I have the good insurance, too, it's worth saying. I find the national healthcare debate about making sure everyone has insurance rather disingenuous, because even with insurance I have to really budget my medical spending carefully. Insurance certainly doesn't make medical care free, or even inexpensive. It merely makes it so you don't get turned away from the clinic, and opens up the possibility of preventative care.

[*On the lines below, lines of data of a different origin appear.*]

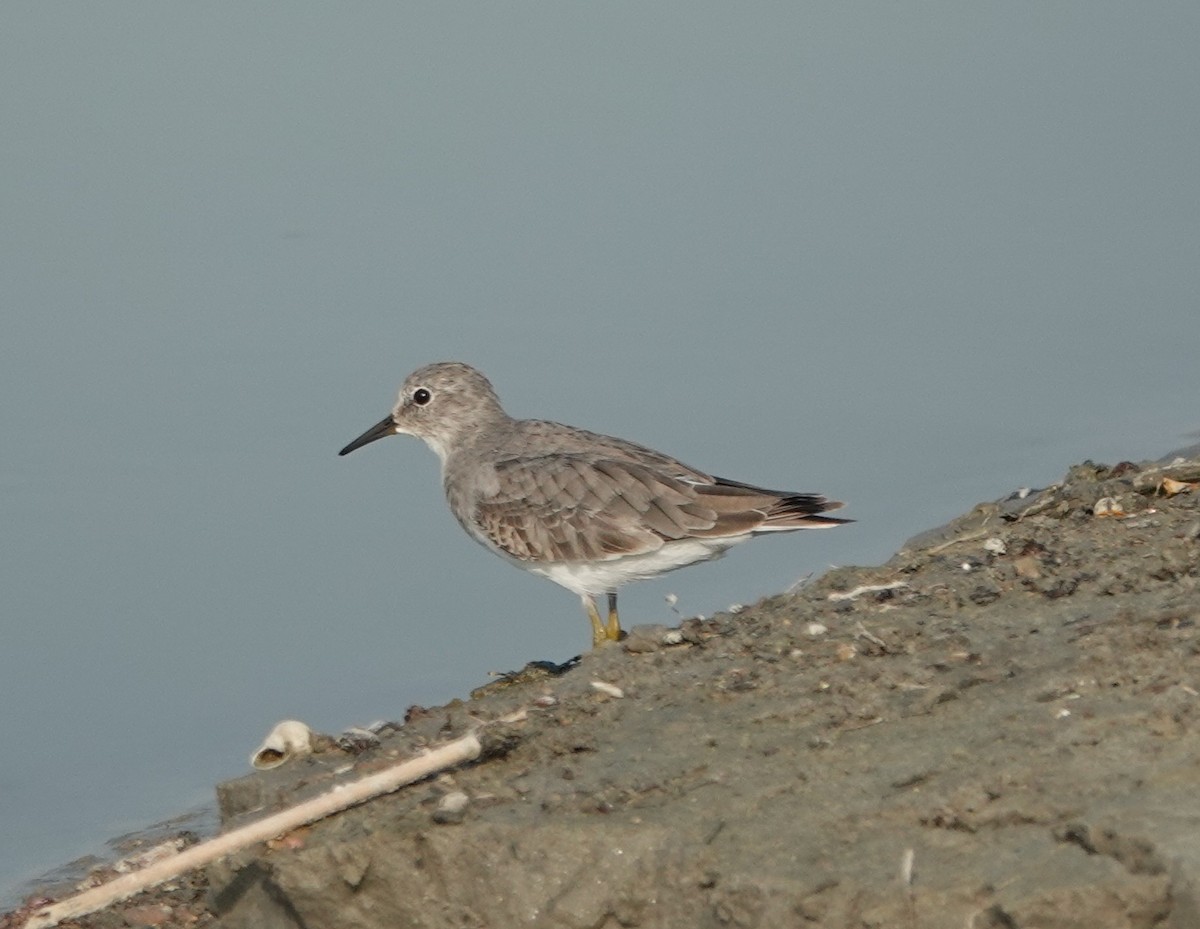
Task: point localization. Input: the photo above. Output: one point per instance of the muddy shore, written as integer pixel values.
(997, 729)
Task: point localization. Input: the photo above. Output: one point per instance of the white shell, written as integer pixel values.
(291, 738)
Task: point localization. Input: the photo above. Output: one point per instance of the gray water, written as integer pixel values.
(907, 256)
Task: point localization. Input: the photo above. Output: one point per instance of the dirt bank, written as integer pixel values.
(999, 727)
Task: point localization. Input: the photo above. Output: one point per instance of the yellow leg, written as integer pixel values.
(599, 634)
(601, 631)
(613, 628)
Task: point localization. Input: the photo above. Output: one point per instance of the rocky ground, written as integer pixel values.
(1000, 727)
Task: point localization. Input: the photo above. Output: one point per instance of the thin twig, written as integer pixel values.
(333, 801)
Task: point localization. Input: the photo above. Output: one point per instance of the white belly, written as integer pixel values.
(598, 577)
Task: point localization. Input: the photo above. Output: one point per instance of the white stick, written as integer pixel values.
(331, 801)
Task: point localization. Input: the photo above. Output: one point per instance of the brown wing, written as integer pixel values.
(571, 508)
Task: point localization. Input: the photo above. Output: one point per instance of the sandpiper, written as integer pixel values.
(588, 511)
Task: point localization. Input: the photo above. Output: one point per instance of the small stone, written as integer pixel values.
(607, 689)
(451, 808)
(995, 545)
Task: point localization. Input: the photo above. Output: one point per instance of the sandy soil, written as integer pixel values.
(999, 727)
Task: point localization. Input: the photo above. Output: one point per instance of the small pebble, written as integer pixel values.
(610, 689)
(451, 808)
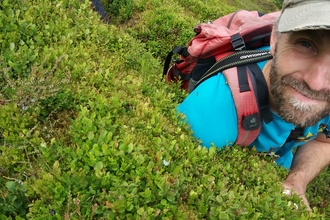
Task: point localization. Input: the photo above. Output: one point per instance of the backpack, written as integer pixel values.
(228, 45)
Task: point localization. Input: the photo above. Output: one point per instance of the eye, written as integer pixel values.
(305, 44)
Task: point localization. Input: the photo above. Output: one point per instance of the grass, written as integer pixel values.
(90, 131)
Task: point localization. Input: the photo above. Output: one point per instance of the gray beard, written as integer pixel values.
(290, 109)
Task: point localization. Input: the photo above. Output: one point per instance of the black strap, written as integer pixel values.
(242, 79)
(261, 92)
(179, 50)
(236, 59)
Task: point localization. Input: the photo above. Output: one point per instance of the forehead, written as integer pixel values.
(318, 35)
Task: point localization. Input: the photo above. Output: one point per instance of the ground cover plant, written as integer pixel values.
(89, 130)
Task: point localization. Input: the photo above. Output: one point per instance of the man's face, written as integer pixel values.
(300, 77)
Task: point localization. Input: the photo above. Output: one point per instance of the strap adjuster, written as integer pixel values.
(237, 42)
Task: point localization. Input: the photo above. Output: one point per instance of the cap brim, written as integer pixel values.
(313, 16)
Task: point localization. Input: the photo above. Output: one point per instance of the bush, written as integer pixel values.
(89, 130)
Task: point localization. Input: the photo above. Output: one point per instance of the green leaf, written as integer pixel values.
(12, 46)
(11, 186)
(99, 165)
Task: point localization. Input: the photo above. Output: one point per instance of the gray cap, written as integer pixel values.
(300, 15)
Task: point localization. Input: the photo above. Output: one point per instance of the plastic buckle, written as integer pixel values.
(237, 42)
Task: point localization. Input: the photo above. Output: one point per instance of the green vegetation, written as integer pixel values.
(89, 131)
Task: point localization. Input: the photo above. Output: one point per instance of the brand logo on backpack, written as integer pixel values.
(251, 122)
(249, 56)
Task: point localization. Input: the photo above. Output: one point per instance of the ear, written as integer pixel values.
(273, 39)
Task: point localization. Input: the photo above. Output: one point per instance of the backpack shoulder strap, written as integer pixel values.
(249, 90)
(238, 58)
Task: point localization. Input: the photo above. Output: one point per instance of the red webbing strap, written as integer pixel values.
(245, 103)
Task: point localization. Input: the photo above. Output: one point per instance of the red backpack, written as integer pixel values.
(227, 46)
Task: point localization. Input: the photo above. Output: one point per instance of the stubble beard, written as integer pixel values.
(293, 110)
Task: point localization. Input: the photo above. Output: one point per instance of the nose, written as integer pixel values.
(317, 76)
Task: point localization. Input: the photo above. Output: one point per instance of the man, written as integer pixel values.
(298, 78)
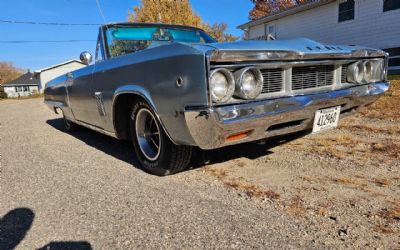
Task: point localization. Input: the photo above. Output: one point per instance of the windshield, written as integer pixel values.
(126, 40)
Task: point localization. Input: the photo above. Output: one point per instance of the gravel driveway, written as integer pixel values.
(83, 191)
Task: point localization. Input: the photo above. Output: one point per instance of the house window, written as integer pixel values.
(270, 32)
(391, 5)
(346, 10)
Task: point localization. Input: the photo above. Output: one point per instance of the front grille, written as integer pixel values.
(312, 76)
(273, 80)
(343, 77)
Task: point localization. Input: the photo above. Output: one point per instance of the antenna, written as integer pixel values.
(101, 12)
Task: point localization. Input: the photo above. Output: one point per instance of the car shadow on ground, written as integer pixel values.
(123, 150)
(15, 225)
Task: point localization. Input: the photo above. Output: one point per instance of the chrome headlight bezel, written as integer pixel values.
(239, 79)
(366, 71)
(230, 80)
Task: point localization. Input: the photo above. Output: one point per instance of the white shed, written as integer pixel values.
(47, 74)
(25, 85)
(371, 23)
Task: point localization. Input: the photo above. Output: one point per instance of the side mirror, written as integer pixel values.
(86, 58)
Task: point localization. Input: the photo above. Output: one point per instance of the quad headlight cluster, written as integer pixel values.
(365, 71)
(246, 83)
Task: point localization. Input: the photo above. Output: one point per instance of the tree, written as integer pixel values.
(176, 12)
(267, 7)
(8, 72)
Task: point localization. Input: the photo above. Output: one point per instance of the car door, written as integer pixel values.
(87, 103)
(80, 94)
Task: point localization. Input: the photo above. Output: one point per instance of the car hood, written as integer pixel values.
(300, 46)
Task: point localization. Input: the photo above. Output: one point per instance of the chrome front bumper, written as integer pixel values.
(210, 127)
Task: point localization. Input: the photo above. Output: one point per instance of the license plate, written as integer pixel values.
(326, 119)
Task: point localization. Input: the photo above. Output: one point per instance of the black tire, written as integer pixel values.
(70, 126)
(170, 158)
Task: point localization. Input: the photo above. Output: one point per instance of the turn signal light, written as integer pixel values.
(238, 136)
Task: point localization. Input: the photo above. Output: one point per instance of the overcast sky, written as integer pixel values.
(35, 56)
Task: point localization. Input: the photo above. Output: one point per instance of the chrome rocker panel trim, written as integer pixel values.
(211, 126)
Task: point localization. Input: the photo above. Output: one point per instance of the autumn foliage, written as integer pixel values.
(267, 7)
(176, 12)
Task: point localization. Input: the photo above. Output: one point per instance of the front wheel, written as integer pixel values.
(156, 152)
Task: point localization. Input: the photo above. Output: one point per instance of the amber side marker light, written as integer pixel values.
(238, 136)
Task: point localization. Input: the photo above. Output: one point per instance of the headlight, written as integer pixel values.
(222, 85)
(249, 83)
(365, 71)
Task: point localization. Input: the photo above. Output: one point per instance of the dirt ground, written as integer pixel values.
(344, 183)
(334, 190)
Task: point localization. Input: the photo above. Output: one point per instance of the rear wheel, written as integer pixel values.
(156, 152)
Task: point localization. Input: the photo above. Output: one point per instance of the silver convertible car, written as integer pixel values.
(171, 88)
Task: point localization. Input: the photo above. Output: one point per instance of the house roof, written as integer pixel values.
(284, 13)
(25, 79)
(58, 65)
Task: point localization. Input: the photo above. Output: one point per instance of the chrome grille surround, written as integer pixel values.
(294, 78)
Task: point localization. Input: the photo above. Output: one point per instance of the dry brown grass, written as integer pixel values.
(329, 146)
(389, 129)
(381, 182)
(217, 172)
(387, 107)
(389, 147)
(252, 190)
(354, 183)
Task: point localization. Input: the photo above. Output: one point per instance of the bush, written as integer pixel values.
(3, 95)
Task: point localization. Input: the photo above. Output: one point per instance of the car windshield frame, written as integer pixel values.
(148, 36)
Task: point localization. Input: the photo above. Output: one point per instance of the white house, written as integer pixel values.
(371, 23)
(47, 74)
(24, 85)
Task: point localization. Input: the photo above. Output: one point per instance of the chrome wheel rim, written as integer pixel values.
(148, 134)
(67, 123)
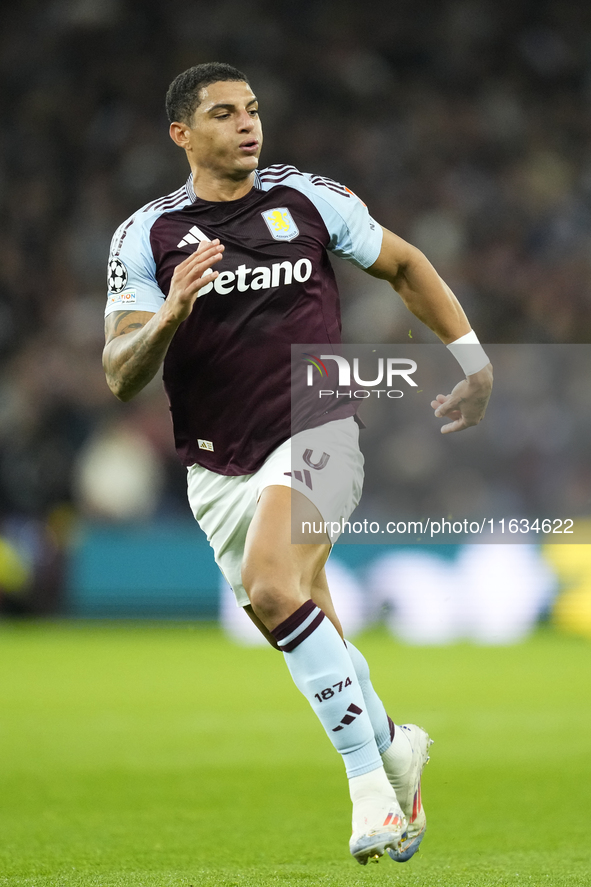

Every time I start to do the math, I think I should cancel the DBT appointment, mostly because it will probably lead to weekly sessions at $160 each, which extra $640 a month I simply do not have. That's more than my rent. If I go back and request yet another forbearance on my student loans, and they grant it, that frees up enough money for one session. I really just have to hope the money will show up from somewhere, or my DBT therapist will be okay with monthly rather than weekly sessions, or... something.

The worst part of it is how constantly being short of money, and being in debt, and doing the math eats away at my already-shaky self-esteem. I am grateful for the library, and my long-suffering brother, and my generous friends.

Anyway. That's what's on my mind of late, a little too much for comfort.